Using data science to shake-up employee surveys

Employee surveys typically run something like this. We ask all employees once a year a number of questions and then carefully report the results. There are always more potential questions than we can ask with ‘every man and his dog’ wanting to ask about his / her / their pet topic. After a long discussion and much political fighting we agree on about 40 questions that will be included in the survey.

Why not ask more or all the good questions? Well we know that survey respondents get fatigue resulting in poorer quality data and unhappy colleagues.

What if it didn’t need to be this way? What if we could ask 80, 120 even 200+ questions without respondent fatigue and still get good data? Well, we believe that we can.

The issue of sparse data sets is an issue for many areas of analysis. If you want to predict how someone would rate a film that they haven’t yet watched you’d calculate this from the information that you knew about them (other reviews of films they had seen) and the reviews of similar people. You might want to do this if you wanted to recommend films that you think they might like.

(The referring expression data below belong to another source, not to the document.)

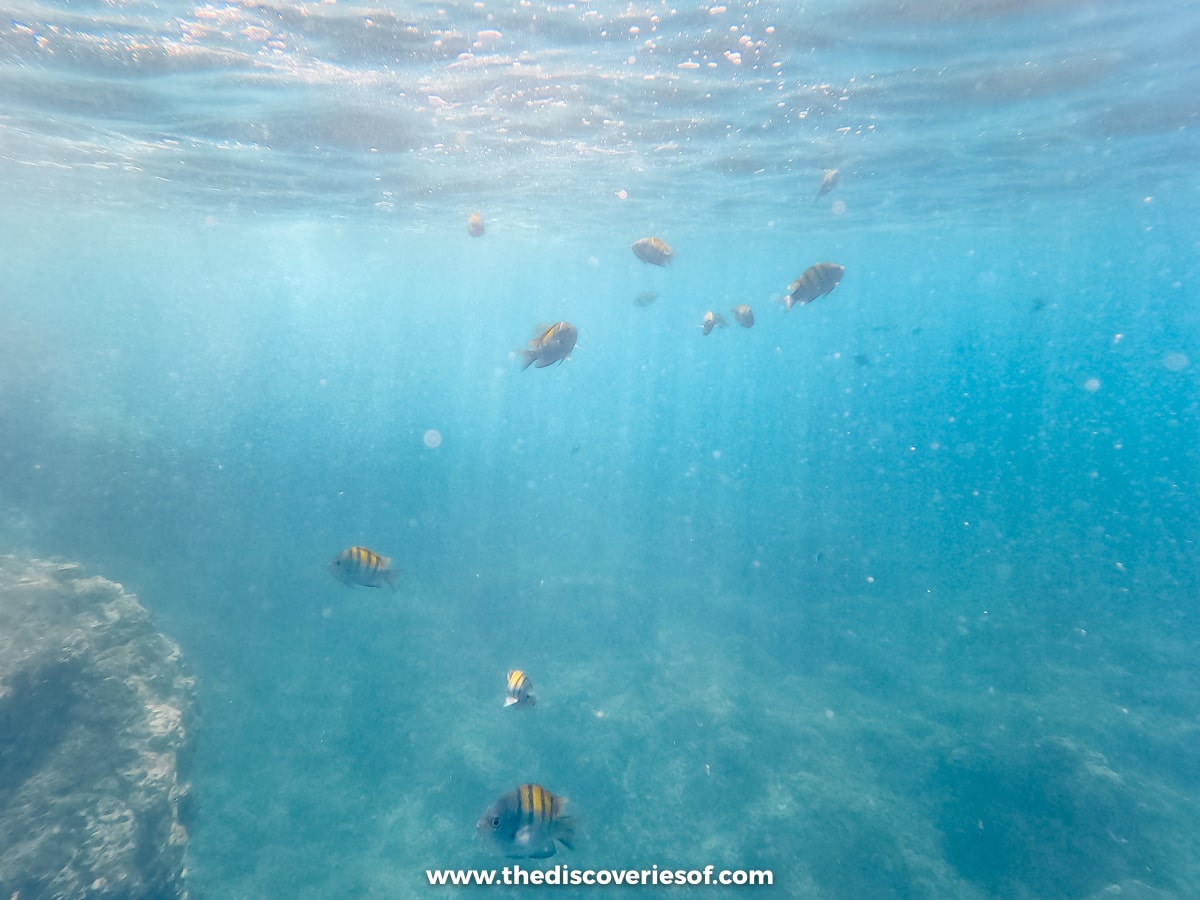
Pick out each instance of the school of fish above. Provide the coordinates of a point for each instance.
(528, 821)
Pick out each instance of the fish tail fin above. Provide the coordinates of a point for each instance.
(565, 832)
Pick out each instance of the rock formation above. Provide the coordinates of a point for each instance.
(95, 706)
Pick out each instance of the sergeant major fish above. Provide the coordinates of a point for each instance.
(828, 181)
(520, 689)
(551, 345)
(815, 281)
(359, 565)
(653, 250)
(526, 822)
(712, 319)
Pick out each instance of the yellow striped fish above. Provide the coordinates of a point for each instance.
(552, 343)
(527, 821)
(815, 281)
(359, 565)
(520, 689)
(653, 250)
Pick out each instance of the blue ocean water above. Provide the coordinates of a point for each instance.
(893, 594)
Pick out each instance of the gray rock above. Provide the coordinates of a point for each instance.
(95, 706)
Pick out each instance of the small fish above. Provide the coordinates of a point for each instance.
(520, 689)
(527, 821)
(359, 565)
(653, 250)
(712, 319)
(552, 345)
(815, 281)
(828, 181)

We can use similar techniques with survey data if we don’t have all the responses. As an example we’ve done an experiment with a small sample of employee survey data (1000 respondents).

The survey data had been coded from Strongly Agree : Strongly Disagree to a number 1:5

We took our survey results and at first removed 50% of the answers at random. There were still 1000 respondents but on average instead of each person having 40 answers then now had on average 20 with the rest set as missing values.

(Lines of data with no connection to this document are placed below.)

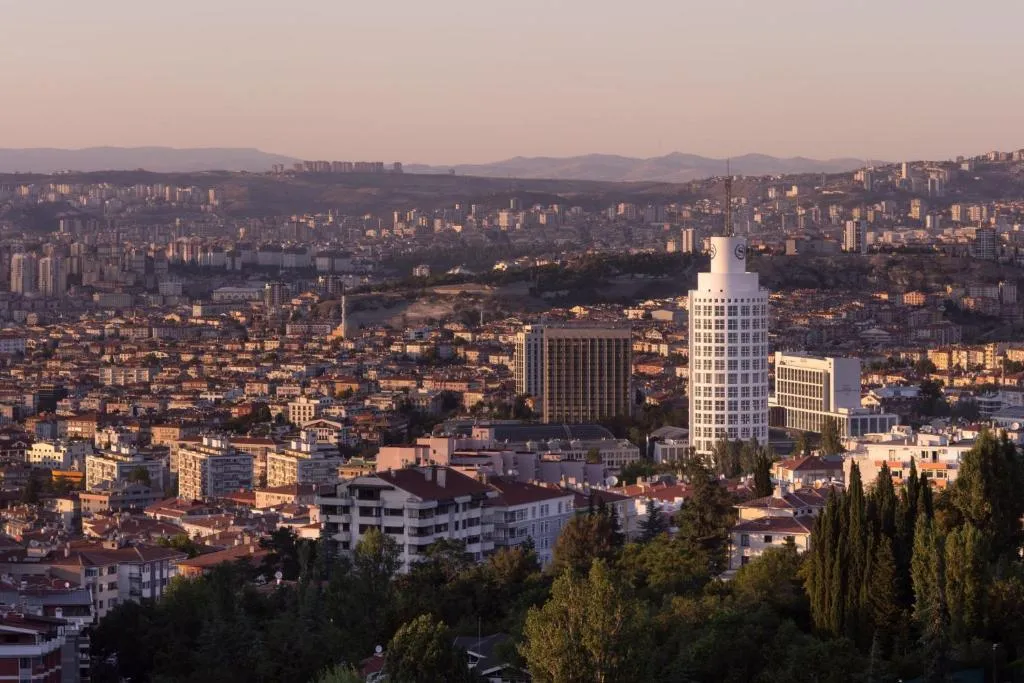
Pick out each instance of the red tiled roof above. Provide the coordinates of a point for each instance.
(519, 493)
(422, 482)
(785, 524)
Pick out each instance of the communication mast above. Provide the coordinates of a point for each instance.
(728, 201)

We then used a machine-learning algorithm to estimate what the missing values would be. Finally we compared these estimates with the real answers.

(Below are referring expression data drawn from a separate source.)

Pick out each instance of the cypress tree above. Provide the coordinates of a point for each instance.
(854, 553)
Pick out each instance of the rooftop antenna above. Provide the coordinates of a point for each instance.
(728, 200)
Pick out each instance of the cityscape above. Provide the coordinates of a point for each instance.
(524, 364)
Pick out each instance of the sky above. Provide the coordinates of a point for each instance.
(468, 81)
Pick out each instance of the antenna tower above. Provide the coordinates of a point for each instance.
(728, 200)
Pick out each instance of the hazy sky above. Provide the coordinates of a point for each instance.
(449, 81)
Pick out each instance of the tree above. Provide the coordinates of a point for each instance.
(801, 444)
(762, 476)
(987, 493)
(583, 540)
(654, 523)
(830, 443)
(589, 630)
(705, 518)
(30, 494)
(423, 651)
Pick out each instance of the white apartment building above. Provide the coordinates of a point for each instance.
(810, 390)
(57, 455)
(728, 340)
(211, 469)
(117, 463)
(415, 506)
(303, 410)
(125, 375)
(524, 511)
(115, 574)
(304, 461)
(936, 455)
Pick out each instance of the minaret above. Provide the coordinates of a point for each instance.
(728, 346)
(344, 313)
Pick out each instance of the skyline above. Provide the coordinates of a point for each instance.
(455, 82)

63% of our estimates were absolutely accurate. 97% of estimates were within one score of the right answer.

We then ran our experiment but removed 80% of the answers. Again we got about 63% of the estimates right but with 88% within 1 point of the real answer.

Of course this was at an individual question level. When we summarised the results across questions or creating scores for various categories of questions much of this noise was removed. 

So what are the implications for this? Let’s say you could pool all the questions that various groups wanted to ask employees and in the worst case you got 200 questions. Well even if you only show an employee 40 questions at random you can still use this data to pretty accurately calculate how they would have answered the remaining questions.

Of course we don’t have to sample the questions at random. If you really want to increase accuracy in some areas you could oversample those questions. We could develop a survey which presented questions based on earlier questions – ie it is conceivable to develop a survey which learns which questions to present in order to reduce the errors it makes when predicting the questions it doesn’t ask.

Employee surveys haven’t changed much in the last 20 years but using analytical techniques from other applications we can create help companies innovate and really start to learn about their employees.